(672f) Continuous 3D Chaotic Printing: Using the Chaotic Flow Induced By a Kenics Mixer to Continuously Fabricate Complex Micro- and/or Nanostructure at High Resolution

Authors: 
Diaz de Leon-Derby, M., Departamento de Mecatrónica y Eléctrica, Tecnologico de Monterrey, Escuela de Ingeniería y Ciencias
Chavez-Madero, C., Centro de Biotecnología-FEMSA, Tecnológico de Monterrey, Escuela de Ingeniería y Ciencias
Samandari, M., College of Engineering, University of Tehran
Mendoza-Buenrostro, C. C., Tecnologico de Monterrey (ITESM)
Alvarez, M. M., Centro de Biotecnología-FEMSA, Tecnológico de Monterrey, Escuela de Ingeniería y Ciencias
Trujillo-de Santiago, G., Centro de Biotecnología-FEMSA, Tecnológico de Monterrey, Escuela de Ingeniería y Ciencias
Martins-Fernandes, R. F., Tecnologico de Monterrey (ITESM)
González-González, E., Tecnológico de Monterrey
3D printing has become a powerful tool in a wide spectrum of applications from mechanical design to biomedicine. However, the 3D printing of complex structure at high resolution and speed continues to be a challenge. To date, the robust fabrication of reproducible micro- and nanostructures in a multi-material construct through a single nozzle printer head remains to be demonstrated. Here, we use chaotic flows generated by a printing head that contains an on-line Kenics mixer with multiple mixing elements (or sections) as a strategy for continuous 3D-printing of multi-material lamellar structures with different degrees of surface area and full spatial control of the internal microstructure.

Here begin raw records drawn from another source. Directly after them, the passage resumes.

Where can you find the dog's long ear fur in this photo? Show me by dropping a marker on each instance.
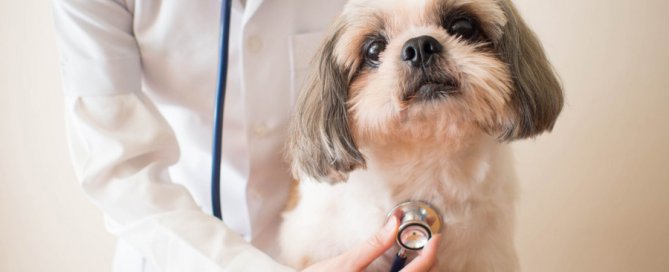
(321, 145)
(537, 98)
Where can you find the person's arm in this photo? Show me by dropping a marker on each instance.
(121, 147)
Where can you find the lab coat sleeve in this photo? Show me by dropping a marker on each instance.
(121, 148)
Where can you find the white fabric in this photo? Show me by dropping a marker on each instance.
(139, 81)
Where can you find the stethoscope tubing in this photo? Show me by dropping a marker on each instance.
(219, 109)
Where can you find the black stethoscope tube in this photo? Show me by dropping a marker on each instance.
(219, 110)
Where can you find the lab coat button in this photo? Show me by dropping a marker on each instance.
(254, 44)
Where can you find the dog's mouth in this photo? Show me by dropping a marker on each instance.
(430, 90)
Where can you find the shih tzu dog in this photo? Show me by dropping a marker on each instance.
(416, 100)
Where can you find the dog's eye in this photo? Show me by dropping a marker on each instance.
(373, 50)
(464, 27)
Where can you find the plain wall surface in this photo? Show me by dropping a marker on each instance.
(595, 192)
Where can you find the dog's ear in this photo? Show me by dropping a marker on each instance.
(537, 97)
(321, 145)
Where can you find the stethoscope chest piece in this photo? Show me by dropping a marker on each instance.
(418, 221)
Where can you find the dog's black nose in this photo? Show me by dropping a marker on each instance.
(420, 51)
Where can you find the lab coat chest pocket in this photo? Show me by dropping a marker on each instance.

We demonstrated the use of this new printing platform by coextruding two inks consisting of a suspension of fluorescent particles (i.e., microparticles, nanoparticles, or cells) in an aqueous solution of sodium alginate through a tube containing a Kenics mixer. The outlet was submerged in an aqueous calcium chloride solution to crosslink the emerging alginate fibers, which contained a well-defined lamellar microstructure. In addition, we conducted full 3D simulations of the printing process by solving the Navier-Stoke equations of fluid motion using computational fluid dynamic (CFD) techniques. Comparison of the experimental and computational results revealed that the output of the chaotic printing process is predictable and amenable of mathematical modelling.

Continuous chaotic printing using 2 to 6 Kenics elements enables the fabrication of predictable structure in polymer constructs, reaching resolutions that range from 500µm to 31µm of striation thickness and that are conceptually capable of reaching the nanoscale by using 10 Kenics elements. This technique is fundamentally solid; it relies on the use of laminar chaotic flows to develop structure at an exponential rate in a deterministic manner. Due to the simplicity and high resolution that offers, chaotic printing could enable novel biomedical and electronic applications including the fabrication of tissue-like structures and supercatalytic materials.